3.2. Whole Genome Sequencing and Genotyping

The complete sequences for all segments of six isolated PoRVA strains were determined using the primers as shown in Supplementary Table S1, and the sequences of VP6, VP7 and VP4 were deposited in GenBank with the accession numbers PP683066–PP683068 for AHBZ2303, PP683072–PP683074 for AHBZ2305, PP683069–PP683071 for AHBZ2304, PP682346–PP682348 for AHBZ2312, PP683075–PP683077 for AHBZ2310, PP683078–PP683080 for AHBZ2402, respectively. According to the classification of RCWG, 80% (G), 80% (P), 85% (I), 83% (R), 84% (C), 81% (M), 79% (A), 85% (N), 85% (T), 85% (E), and 91% (H) nucleotide identity cutoff values were used to differentiate 11 gene segments of RVAs. Analysis of the complete genome sequence using the online ViPR–tool revealed that four G–genotypes (G9, G4, G5, and G11), three P–genotypes (P[23], P[7], and P[6]), two I–genotypes (I5 and I1) and the same constellation (R1–C1–M1–A8–N1–T1–E1–H1) of the other eight genes were identified for the six isolates (Table 1), which was similar with the results reported by Qiao et al. [12]. Interestingly, different combinations of VP7 and VP4 were observed in all three farms at different times, and the I–genotypes changed from I5 to I1 in Farm B after 8 months, implying that the dominant virus in the three farms has evolved and undergone large variation.

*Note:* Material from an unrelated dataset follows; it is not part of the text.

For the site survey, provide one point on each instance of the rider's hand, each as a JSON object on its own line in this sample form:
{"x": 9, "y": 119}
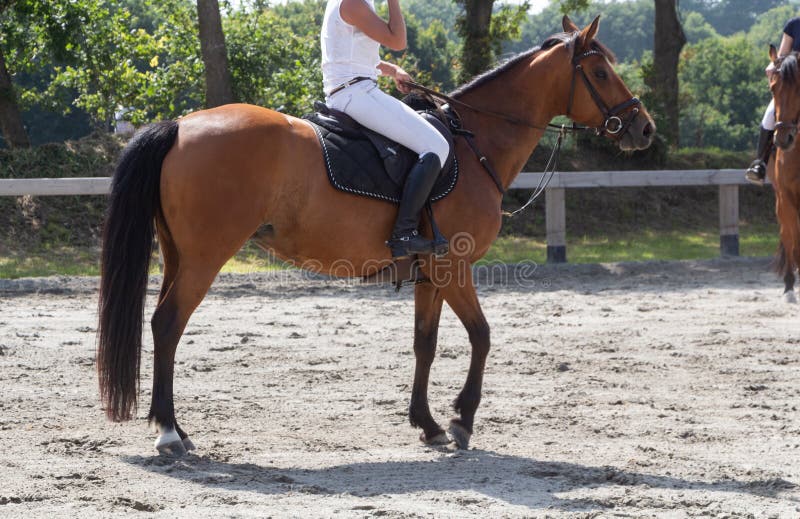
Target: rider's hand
{"x": 770, "y": 69}
{"x": 400, "y": 79}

3.3. Homology Alignments and Phylogenetic Analyses

BLASTn analyses of the individual segments were performed and revealed that all six isolates show obvious reassortment events on the backbone of porcine rotavirus with one, two, or three segments derived from human rotavirus (Table 2). The segment 1–encoding VP1 of AHBZ2303 and AHBZ2310 exhibited highest identities with human rotavirus E931 strain, the segment 3–encoding VP3 of AHBZ2303 and AHBZ2402 had an even higher homology with human rotavirus strains, and segment 10–encoding nsp4 of AHBZ2303 was most closely related to the human rotavirus strain R479. The nsp2 and nsp5 genes of four isolates shared more than 98% nucleotide identity with human rotavirus, suggesting that this reassortment event might be beneficial for rotavirus replication [25,26]. Likewise, porcine–porcine reassortment events were also identified for the six isolates, as the other segments from porcine showed different similarities with different strains.
The nucleotide and amino acid identities of isolated rotavirus from the same farm were analyzed (Table 3). In Farm A, the VP7, VP4, and VP3 genes of AHBZ2305 showed 75.4%, 73.9%, and 84.8% nucleotide sequence identity with previous AHBZ2303, with less difference for the other eight segments–coding genes. In Farm B, the VP7, VP4, VP6, VP2, and NSP2 genes of AHBZ2312 exhibited more than a 10% difference with AHBZ2304, and only 66.3% nucleotide homology was identified for the VP6 gene, which could be introduced from other rotavirus from outside or due to the longer evolution time for the AHBZ2312 (more than 8 months). All the eleven segments–encoding genes of AHBZ2402 were not very close to the strain AHBZ2310 isolated from the same farm C, with the highest nucleotide sequence identity being 97.1% in NSP5, implying new introduction or large mutation or recombination occurred after AHBZ2310. Farms A, B, and C belonged to the same company and were located in neighboring areas, so the relationship of the isolates among farms was also analyzed. For VP7, VP4, VP6, VP1, VP2, VP3, NSP1, NSP2, NSP3, NSP4, and NSP5, the six isolates showed 73.6–99.8%, 66.3–99.8%, 82.2–99.3%, 86.2–100%, 86.7–100%, 84.8–99.8%, 81.3–99.9%, 89.5–100%, 95.8–100%, 89.2–100%, and 96.8–100% nucleotide identities, respectively (Supplementary Tables S3–S13). Except for VP7, VP4, VP6, and VP3, the other seven genes of AHBZ2303 isolated from Farm A shared high identities (98.1% for NSP4, 99.9–100% for others) with AHBZ2304 isolated from Farm B, so we speculated that these two isolates maybe derive from one same parental virus and undergo different evolution or reassortment events.
To have a better knowledge of the evolution of the six isolates, phylogenetic analyses based on the nucleotide sequences were conducted using the closest and several related reference strains. As shown in Figure 2, all eleven segments of the six isolates were clustered into the same clade with the corresponding reference strains (Figure 2), which demonstrated the prevailing reassortment events for porcine rotavirus, similar to BLAST results (Table 2). For VP7, VP4, and VP6, four separate branches were formed based on the six isolates from different farms, and interestingly, AHBZ2304, AHBZ2310, and AHBZ2305 isolated from different farms were closer to each other and clustered into the same branch, providing the evidence of cross–transmission among different farms. Furthermore, most of the segments of AHBZ2312 and AHBZ2402 isolated from Farm B and C were farther away from the other four isolates and clustered into separate branches, which implied that the extended evolution or other unexpected events occurred in the same farm.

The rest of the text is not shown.